Built into a standard 19-inch carrier-grade chassis, the G6 serves as a bridge, converting circuit-switched and packet data signals between broadband devices and the Public Switched Telephone Network. It is configured to comply with CableLabs Inc.'s PacketCable open interface specification and can handle voice protocols including ATM, IP, Frame Relay or legacy TDM. The G6 can handle up to 200 lines per broadband connection and 96,192 simultaneous calls.

Competitors including CopperCom, Jetstream Communications and Tollbridge Technologies Inc. are all working on broadband telephony integration, but they are solely based in the DSL space. So far, General Bandwidth is the only one proposing a multiple access gateway.

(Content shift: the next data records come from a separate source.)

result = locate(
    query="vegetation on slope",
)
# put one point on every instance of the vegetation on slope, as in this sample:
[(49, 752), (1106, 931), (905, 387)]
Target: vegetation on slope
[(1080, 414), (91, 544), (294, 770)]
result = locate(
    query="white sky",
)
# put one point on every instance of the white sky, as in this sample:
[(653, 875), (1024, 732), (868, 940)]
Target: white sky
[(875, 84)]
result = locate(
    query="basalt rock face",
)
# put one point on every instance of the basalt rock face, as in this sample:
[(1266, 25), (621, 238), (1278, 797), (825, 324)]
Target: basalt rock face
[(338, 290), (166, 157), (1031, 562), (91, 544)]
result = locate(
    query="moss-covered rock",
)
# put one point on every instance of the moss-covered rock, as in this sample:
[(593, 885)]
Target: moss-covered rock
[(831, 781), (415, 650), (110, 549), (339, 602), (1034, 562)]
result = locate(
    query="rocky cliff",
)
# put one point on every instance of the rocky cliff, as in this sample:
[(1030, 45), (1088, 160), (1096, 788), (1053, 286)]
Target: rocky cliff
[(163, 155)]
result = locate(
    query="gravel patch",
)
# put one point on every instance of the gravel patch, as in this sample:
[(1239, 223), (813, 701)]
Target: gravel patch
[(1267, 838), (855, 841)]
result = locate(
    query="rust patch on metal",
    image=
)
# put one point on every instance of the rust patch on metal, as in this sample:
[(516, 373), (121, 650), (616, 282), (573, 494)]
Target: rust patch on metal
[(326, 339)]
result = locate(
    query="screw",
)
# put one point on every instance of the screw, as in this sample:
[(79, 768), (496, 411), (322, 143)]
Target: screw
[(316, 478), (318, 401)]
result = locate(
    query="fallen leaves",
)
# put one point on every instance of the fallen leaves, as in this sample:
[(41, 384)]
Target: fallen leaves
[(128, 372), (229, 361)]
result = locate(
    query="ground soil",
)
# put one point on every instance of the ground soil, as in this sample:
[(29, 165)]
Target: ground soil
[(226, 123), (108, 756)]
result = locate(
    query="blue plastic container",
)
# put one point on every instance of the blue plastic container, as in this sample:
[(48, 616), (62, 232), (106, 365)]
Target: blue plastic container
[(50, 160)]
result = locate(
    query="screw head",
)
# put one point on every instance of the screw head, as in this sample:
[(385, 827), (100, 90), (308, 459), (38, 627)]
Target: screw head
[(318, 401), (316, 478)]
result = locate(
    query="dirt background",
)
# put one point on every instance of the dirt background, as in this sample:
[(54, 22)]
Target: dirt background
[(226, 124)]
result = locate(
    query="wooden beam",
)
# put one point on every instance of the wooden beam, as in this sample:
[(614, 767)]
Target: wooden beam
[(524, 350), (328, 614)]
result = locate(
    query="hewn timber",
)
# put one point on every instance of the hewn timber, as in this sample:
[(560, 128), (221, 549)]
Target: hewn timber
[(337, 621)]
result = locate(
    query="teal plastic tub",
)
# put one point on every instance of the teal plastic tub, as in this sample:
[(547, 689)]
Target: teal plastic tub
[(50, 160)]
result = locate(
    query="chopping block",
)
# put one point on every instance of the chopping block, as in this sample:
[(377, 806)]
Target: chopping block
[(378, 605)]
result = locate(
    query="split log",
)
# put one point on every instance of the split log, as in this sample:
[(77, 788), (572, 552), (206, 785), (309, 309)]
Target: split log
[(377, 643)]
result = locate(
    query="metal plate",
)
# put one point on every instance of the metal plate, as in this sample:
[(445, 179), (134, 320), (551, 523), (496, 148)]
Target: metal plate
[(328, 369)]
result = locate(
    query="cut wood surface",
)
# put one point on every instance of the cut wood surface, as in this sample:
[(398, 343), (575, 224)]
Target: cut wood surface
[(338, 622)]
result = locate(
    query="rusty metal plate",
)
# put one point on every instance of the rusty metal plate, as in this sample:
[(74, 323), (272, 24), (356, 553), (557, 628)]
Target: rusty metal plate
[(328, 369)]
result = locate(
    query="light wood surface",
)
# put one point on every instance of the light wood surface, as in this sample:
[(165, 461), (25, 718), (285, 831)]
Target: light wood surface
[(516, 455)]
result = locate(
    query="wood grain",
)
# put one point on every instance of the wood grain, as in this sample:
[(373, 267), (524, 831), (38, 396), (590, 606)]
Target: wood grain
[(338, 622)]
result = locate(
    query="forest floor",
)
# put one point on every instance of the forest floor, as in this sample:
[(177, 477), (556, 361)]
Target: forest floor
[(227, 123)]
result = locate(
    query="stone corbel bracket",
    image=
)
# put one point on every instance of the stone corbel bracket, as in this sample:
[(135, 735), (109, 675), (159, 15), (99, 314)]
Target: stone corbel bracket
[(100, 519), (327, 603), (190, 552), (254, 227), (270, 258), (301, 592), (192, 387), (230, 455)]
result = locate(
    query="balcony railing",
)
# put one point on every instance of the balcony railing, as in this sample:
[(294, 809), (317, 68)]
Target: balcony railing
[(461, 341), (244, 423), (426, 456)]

Another feature the G6 gateway promises is to clean up some of the snarls surrounding lifeline telephone service. For DSL connections -- which are just as vulnerable to outages as cable modem-based products because they, too, are directed through a modem device -- its Packetized Residential Lifeline design sets analog POTS cards on the G6 gateway can switch over from packet to analog transmission in event of a power outage.

For cable telephony, things are still messy, Mills admits. Customers can still choose to maintain a primary POTS line and add secondary cable telephony lines. General Bandwidth also offers cable telephony carriers the option to essentially call forward cable telephony lines to a back-up analog circuit owned by the local RBOC.

But Mills believes MSOs wanting to offer cable telephony are going to end up abandoning lifeline service, instead offering products undercutting RBOC prices to make up for the lack of phone service during power failures.

General Bandwidth now has 65 employees and $12 million in investments already collected. Another $24 million gathered during a second round of financing was expected to close last week. It will also be creating separate cable and DSL sales forces to hunt the market for customers, Mills said.